General Land Office Surveys
A couple of other creeks between the Snake and Minichaduza, were designated by a land survey party.
“Gordon Creek was named by Mr. Harvey, a surveyor, for a Mr. Gordon who ran a mule train from Sioux City to the Black Hills. The name was selected when Gordon crossed the creek a few days after being warned by the soldiers not to because of an Indian uprising” (February 14, 1929; Valentine Democrat 45(1): 3). John Gordon had originally passed through the area in October 1874, upon returning from the Black Hills, and having discovered gold. An effort to return to the Dakota country in April-May 1875 was violently thwarted by the U.S. Army, at a point along the Niobrara, near the confluence with Antelope creek. Wagons were destroyed and gold seekers were stopped in a “great burning” to make sure that there would be no illegal excursion into Indian territory in Dakota.
Primary land surveys of this land was done in June and July, 1875. “Gordons Creek is a fine stream rapid, a clear, below the beaver dams which lie in secs. 25, 26, 35 and 36,” according to written notes by the surveyors.
There is still another prominent waterway along the Niobrara a bit of ways eastward. This flow of water from the sandy hills likely had a tribal name, but its English name was designated by land surveyor Robert Harvey, in April, 1875. Upon seeing this waterway, a name came to mind, that of a land office clerk named “Schlegel” so it was named Schlegel’s Creek. A prominent falls were indicated in the northern extent of section 2, within T33N R28W, about three miles south of the creek confluence with the Niobrara.
“The stream called Schlegel's Creek in this township is a fine stream of pure cold water and helps make this township suited to grazing,” according to the survey notes.
This is a later news report: “Seeing the beautiful stream winding through the valley, he thought of a friend by the name of Schlagel, a clerk in the land office at Washington who was a beautiful penman.
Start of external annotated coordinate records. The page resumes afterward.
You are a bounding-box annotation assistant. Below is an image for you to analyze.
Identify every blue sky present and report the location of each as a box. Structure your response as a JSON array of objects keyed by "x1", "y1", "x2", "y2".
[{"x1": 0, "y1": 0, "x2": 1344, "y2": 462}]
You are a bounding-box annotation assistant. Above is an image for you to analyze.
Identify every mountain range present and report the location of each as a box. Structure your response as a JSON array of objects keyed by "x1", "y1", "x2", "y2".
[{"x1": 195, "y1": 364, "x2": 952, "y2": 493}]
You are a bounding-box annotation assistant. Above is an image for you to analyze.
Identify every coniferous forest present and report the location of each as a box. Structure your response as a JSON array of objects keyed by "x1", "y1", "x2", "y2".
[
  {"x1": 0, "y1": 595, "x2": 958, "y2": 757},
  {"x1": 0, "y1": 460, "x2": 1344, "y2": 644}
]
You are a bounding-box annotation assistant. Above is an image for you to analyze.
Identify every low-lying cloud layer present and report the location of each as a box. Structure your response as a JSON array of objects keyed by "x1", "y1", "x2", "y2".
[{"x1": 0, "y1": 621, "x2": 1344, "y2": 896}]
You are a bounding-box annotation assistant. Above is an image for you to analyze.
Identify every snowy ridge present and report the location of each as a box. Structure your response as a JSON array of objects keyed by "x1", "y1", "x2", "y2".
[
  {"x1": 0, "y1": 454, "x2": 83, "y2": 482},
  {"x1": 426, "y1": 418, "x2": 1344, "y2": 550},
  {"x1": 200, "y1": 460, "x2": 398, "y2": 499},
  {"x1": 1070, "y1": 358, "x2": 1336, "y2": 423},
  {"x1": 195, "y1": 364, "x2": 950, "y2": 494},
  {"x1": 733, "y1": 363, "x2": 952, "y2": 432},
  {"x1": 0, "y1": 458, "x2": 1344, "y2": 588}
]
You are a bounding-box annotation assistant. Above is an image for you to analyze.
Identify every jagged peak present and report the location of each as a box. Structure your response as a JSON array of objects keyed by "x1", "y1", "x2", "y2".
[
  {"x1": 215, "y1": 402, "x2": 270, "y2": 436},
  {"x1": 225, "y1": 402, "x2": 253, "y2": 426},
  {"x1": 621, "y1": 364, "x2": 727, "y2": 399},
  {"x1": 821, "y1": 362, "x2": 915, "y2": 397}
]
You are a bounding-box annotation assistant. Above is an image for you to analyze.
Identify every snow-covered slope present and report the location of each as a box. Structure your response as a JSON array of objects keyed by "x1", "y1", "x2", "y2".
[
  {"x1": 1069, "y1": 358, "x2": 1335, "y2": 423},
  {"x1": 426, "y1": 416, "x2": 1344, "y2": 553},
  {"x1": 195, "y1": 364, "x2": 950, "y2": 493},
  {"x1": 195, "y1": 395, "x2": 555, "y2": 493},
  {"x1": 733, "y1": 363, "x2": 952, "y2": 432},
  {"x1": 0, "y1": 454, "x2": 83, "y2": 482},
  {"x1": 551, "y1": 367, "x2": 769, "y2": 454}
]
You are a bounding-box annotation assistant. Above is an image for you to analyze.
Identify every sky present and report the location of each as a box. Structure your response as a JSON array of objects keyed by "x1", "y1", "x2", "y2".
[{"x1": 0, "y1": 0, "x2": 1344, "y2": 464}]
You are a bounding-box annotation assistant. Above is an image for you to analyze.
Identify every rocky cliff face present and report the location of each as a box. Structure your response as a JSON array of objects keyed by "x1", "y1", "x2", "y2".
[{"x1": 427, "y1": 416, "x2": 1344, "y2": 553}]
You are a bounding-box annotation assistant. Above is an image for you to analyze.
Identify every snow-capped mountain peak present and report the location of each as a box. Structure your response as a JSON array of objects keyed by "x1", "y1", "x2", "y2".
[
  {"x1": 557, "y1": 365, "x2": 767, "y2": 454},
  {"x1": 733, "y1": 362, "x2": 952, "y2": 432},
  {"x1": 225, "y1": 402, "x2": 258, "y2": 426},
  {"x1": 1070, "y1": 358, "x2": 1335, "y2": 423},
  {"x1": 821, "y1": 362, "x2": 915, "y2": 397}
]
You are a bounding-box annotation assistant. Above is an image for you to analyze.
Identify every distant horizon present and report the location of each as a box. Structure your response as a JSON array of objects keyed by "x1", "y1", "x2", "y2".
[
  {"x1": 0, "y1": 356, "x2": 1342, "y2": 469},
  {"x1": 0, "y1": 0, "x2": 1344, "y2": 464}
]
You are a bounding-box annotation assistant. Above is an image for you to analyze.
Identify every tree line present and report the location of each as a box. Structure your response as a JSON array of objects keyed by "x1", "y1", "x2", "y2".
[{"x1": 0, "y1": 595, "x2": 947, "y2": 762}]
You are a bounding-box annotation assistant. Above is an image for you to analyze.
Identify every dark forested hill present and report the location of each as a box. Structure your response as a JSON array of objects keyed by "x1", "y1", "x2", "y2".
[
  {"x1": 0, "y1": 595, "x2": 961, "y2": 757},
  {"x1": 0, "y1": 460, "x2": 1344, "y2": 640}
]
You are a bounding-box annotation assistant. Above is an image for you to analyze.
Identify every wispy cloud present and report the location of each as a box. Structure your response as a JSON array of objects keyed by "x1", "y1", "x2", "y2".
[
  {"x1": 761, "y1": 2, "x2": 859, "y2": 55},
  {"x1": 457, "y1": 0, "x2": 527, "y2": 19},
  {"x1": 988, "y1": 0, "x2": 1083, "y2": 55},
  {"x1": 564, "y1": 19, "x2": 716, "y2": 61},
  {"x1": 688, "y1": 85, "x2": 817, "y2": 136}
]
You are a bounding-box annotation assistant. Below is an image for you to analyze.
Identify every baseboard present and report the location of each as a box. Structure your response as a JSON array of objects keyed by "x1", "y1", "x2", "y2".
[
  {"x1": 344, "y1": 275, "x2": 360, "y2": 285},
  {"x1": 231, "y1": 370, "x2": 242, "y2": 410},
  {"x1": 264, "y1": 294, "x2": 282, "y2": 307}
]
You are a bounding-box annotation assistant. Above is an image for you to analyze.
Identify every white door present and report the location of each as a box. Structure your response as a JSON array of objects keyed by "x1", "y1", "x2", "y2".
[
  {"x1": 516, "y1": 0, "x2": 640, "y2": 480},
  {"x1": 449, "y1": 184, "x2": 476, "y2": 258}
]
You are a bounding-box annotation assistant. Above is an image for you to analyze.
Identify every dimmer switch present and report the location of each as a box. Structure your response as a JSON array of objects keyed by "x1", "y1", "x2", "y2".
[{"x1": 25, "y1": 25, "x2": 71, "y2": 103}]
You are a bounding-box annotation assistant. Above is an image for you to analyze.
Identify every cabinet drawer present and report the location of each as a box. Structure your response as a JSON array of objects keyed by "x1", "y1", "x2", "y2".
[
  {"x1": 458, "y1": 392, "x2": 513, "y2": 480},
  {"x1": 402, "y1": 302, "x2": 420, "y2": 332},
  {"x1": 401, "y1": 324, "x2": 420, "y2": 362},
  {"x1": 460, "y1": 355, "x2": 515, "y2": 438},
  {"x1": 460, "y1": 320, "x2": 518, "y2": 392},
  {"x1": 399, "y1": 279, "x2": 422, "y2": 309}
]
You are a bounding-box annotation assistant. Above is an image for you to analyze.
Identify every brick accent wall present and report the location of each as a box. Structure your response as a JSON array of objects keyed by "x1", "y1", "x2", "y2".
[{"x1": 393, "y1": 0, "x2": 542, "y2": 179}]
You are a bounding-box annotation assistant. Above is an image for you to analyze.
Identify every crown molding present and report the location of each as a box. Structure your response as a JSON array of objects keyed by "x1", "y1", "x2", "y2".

The creek was named for this man and for his fine penmanship. Mr. Harvey writing a letter to Mr. Schlagel at Washington, D.C. on birch bark, this letter now being on file in the land office at Lincoln,” according to an article in the Valentine Democrat newspaper.
Historic Postoffices
The Little Rapid River of the 1857 expedition flowed through what is now known as McCann Canyon. The attribution is based upon residency of Dwight J. McCann that supplied commodities to plains’ tribes in the late 1870s. There was legal action taken due to his business practices, as he was colloquially known as “Sugar McCann.” The McCann post-office was opened in 1880, within Cherry county.
This is no specific modern-era attribution for the creek within the canyon.
Placename Legacy
Each of the placename specifics indicated are minutiae derived from numerous documents of past times. Every delineation as written and denoted is the original name. There are others that have decided that some place names should conform to their perspective. Based upon known history, the homesteaders and settlers were indicative and had official government records as proof of their presence, and this often meant an adaptation in a place name.
Names are an important and prominent legacy, so it is essential that original names be known and understood to contribute to a better realization of the heritage of many people. Any first names - especially those of tribal attribution - as given within journals and upon maps need to be given proper recognition on modern-era maps.